We tend to obsess over p-values and test validation scores as a substitute for reasoning. But all research papers should be read as an argument a friend is making to you, "I've done this incredible thing... ", and no single number should replace reasoned inquisition into possible errors.

[0] http://watson.latech.edu/WatsonRebootTest/ch14s2p4.html

[1] http://research.microsoft.com/apps/pubs/?id=157031

rahimiali · on Jan 26, 2016

the tank anecdote is also famously apocryphal. here's a good analysis of the origin of that story: http://www.jefftk.com/p/detecting-tanks

argonaut · on Jan 26, 2016

I'm pretty sure that story is an urban legend. Nobody can find the original source.

conjectures · on Jan 26, 2016

Because you can simulate from the network. If you were right, this couldn't happen:

http://www.cs.toronto.edu/~hinton/adi/index.htm

tachim · on Jan 26, 2016

0.1% accuracy increments correspond to 10 images in the testing set; they should be reporting standard error bars with those numbers.

elcct · on Jan 25, 2016

That article reminded me of this: http://i.imgur.com/XQJ3ACO.jpg

obituary_latte · on Jan 25, 2016

http://i.imgur.com/boZRjbB.png

mindcrime · on Jan 26, 2016

There's actually a little bit more info out there for would-be "Watson builders".

https://www.ibm.com/developerworks/community/blogs/InsideSys...

http://www.theregister.co.uk/2011/02/21/ibm_watson_qa_system...

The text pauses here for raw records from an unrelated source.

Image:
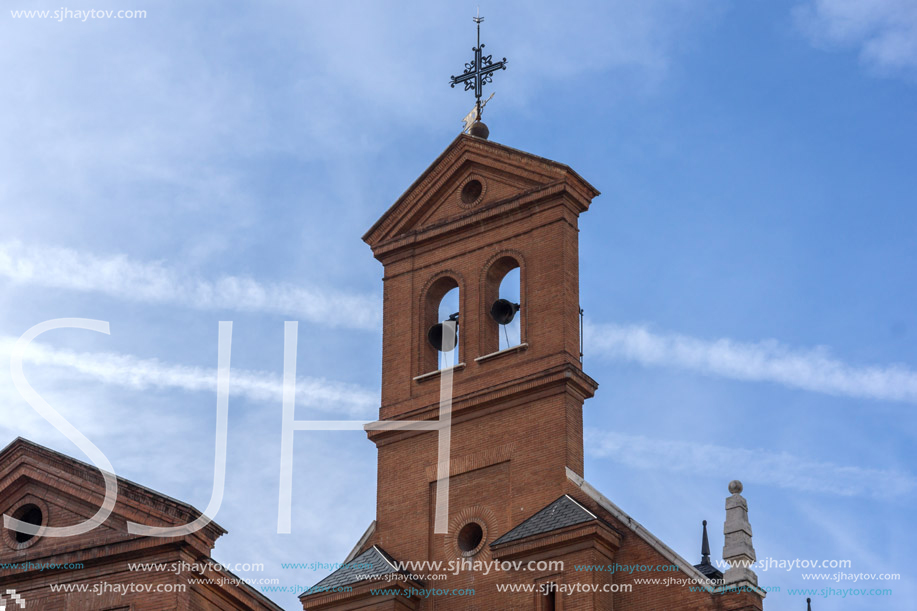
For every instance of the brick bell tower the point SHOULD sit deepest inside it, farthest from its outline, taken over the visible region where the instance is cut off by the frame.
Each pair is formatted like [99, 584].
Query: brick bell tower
[478, 212]
[516, 492]
[504, 422]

http://learning.acm.org/webinar/lally.cfm

http://www.cs.nmsu.edu/ALP/2011/03/natural-language-processi...

Of course, there's still a big gap between "Download some stuff" and "Build Watson", but at least there's a trickle of details on what happens in the "a miracle happens here" step. :-)

obituary_latte · on Jan 26, 2016

Yup - and very grateful for those.

To me, recently, the linked graphic represents pretty well what I'm faced with on a daily basis. People seem to think that because a hammer exists, it's easy to build a house.

rxin · on Jan 25, 2016

The blog post actually provides code to reproduce all the steps and the chart. See

http://go.databricks.com/hubfs/notebooks/TensorFlow/Distribu...

http://go.databricks.com/hubfs/notebooks/TensorFlow/Test_dis...

You might've missed the section "How do I use it?" Maybe we should've made that section more obvious.

jb1991 · on Jan 25, 2016

I am still laughing from that graphic. So simple, but, you know what? So true, too.